3

I have created a class, as below, to represent a Composite Primary Key model:

public class PrimaryKeyModel
{
    public string ColumnName { get; set; }
    public string ColumnValue { get; set; }
    public int RowNumber { get; set; } // always unique
}

It basically represents the names/values of the columns which together make up the primary key, plus the row number where this combination belongs; originally in a Spreadsheet.

I have then put this model in a List and populated it with data from a spreadsheet:

List<PrimaryKeyModel> primaryKeysList = new List<PrimaryKeyModel>; 

I would like to check primaryKeysList and see if it has any duplicated values, and if it has, I would like to know the Row numbers where these values are duplicated.

I have tried different ways such as loading this list into a HashSet, a dictionary and to use this solution here at this link but non of it worked. Is there anyway I could resolve this.

Thanks.

Update - Here is a sample data display. UniqueColumnsModel is the same as PrimaryKeyModel; I have changed it here to make it clearer.

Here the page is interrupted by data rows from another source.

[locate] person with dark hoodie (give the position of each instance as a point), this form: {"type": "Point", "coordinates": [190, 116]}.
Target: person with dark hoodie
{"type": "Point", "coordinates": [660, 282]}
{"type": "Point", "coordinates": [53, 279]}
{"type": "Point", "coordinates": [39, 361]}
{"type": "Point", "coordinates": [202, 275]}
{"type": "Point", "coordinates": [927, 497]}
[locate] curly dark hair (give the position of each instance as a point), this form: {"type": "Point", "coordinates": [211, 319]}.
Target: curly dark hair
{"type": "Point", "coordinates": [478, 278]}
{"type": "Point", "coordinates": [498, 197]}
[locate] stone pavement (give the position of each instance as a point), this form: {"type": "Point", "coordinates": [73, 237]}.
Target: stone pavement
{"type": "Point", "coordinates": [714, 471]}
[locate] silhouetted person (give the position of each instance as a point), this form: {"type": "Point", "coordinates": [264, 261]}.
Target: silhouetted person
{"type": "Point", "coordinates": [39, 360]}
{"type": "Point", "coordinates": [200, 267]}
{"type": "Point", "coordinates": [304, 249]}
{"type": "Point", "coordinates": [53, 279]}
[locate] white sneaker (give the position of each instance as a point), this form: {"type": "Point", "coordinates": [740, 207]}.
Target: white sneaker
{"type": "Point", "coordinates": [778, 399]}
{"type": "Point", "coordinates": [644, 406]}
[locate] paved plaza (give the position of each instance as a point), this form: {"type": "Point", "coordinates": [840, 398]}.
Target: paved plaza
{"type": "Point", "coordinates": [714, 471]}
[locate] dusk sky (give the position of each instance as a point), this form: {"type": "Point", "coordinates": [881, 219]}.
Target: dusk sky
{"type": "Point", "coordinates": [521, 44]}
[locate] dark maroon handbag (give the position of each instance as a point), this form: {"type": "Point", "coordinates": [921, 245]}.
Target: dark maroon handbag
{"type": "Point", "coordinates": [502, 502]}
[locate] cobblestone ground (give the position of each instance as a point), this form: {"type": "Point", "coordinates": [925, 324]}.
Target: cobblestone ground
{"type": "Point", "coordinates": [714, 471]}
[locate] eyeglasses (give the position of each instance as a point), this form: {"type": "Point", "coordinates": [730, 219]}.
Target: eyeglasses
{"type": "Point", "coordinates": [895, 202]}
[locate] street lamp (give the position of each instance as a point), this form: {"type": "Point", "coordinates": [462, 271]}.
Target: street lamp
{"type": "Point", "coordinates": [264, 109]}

enter image description here

Edit: Clarification of the question

I am trying to import data from a spreadsheet (which can have many types(one for sales, one for quotes ..etc.)) into a database. A configuration table in the database determines which column(s) in a spreadsheet will constitute the primary key in the destination table. My task is to create a routine which validate spreadsheet data before being it being uploaded (imported) into the database using my application. I want ot validate that the columns set as the composites of the primary key, do not contain any duplicated data, so that the primary key constraint is NOT violated in the destination table on insert..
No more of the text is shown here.